Is it safe to memset bool to 0?

2019-01-09 02:18发布

问题:

Suppose I have some legacy code which cannot be changed unless a bug is discovered, and it contains this code:

bool data[32];
memset(data, 0, sizeof(data));

Is this a safe way to set all bool in the array to a false value?

More generally, is it safe to memset a bool to 0 in order to make its value false?

Is it guaranteed to work on all compilers? Or do I to request a fix?

回答1:

I believe this unspecified although it seems likely the underlying representation of false would be all zeros. Boost.Container relies on this as well (emphasis mine):

Boost.Container uses std::memset with a zero value to initialize some types as in most platforms this initialization yields to the desired value initialization with improved performance.

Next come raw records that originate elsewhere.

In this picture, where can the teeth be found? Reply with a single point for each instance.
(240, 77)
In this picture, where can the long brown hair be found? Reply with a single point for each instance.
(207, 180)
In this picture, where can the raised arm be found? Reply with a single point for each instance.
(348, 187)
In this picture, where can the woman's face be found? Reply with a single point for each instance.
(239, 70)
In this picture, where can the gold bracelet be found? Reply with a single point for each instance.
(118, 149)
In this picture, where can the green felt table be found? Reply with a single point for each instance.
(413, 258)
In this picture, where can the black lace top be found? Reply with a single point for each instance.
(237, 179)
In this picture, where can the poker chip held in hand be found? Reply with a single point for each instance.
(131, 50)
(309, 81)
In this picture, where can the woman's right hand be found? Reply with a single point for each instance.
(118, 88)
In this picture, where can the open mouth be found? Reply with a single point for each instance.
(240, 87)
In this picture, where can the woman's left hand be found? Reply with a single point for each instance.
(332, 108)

Following the C11 standard, Boost.Container assumes that for any integer type, the object representation where all the bits are zero shall be a representation of the value zero in that type. Since _Bool/wchar_t/char16_t/char32_t are also integer types in C, it considers all C++ integral types as initializable via std::memset.

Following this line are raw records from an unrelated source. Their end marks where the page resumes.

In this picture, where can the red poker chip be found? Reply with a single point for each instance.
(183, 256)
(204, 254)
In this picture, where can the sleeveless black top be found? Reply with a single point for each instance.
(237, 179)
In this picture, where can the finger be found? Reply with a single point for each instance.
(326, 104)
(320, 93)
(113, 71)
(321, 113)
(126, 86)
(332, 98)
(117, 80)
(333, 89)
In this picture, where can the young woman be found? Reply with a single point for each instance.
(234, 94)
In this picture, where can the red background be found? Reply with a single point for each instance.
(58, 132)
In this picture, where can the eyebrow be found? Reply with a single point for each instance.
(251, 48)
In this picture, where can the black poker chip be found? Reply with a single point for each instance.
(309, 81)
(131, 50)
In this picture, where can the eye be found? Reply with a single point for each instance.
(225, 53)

This C11 quote they they point to as a rationale actually comes from a C99 defect: defect 263: all-zero bits representations which added the following:

For any integer type, the object representation where all the bits are zero shall be a representation of the value zero in that type.

So then the question here is the assumption correct, are the underlying object representation for integer compatible between C and C++? The proposal Resolving the difference between C and C++ with regards to object representation of integers sought to answer this to some extent which as far as I can tell was not resolved. I can not find conclusive evidence of this in the draft standard. We have a couple of cases where it links to the C standard explicitly with respect to types. Section 3.9.1 [basic.fundamental] says:

[...] The signed and unsigned integer types shall satisfy the constraints given in the C standard, section 5.2.4.2.1.

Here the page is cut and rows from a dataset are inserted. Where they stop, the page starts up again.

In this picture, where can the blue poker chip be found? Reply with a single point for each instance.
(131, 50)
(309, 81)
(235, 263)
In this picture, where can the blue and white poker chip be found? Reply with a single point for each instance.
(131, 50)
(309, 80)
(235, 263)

and 3.9 [basic.types] which says:

The object representation of an object of type T is the sequence of N unsigned char objects taken up by the object of type T, where N equals sizeof(T). The value representation of an object is the set of bits that hold the value of type T. For trivially copyable types, the value representation is a set of bits in the object representation that determines a value, which is one discrete element of an implementation-defined set of values.44

where footnote 44(which is not normative) says:

The intent is that the memory model of C++ is compatible with that of ISO/IEC 9899 Programming Language C.

The farthest the draft standard gets to specifying the underlying representation of bool is in section 3.9.1:

Types bool, char, char16_t, char32_t, wchar_t, and the signed and unsigned integer types are collectively called integral types.50 A synonym for integral type is integer type. The representations of integral types shall define values by use of a pure binary numeration system.51 [ Example: this International Standard permits 2’s complement, 1’s complement and signed magnitude representations for integral types. —end example ]

the section also says:

Values of type bool are either true or false.

but all we know of true and false is:

The Boolean literals are the keywords false and true. Such literals are prvalues and have type bool.

and we know they are convertible to 0 an 1:

A prvalue of type bool can be converted to a prvalue of type int, with false becoming zero and true becoming one.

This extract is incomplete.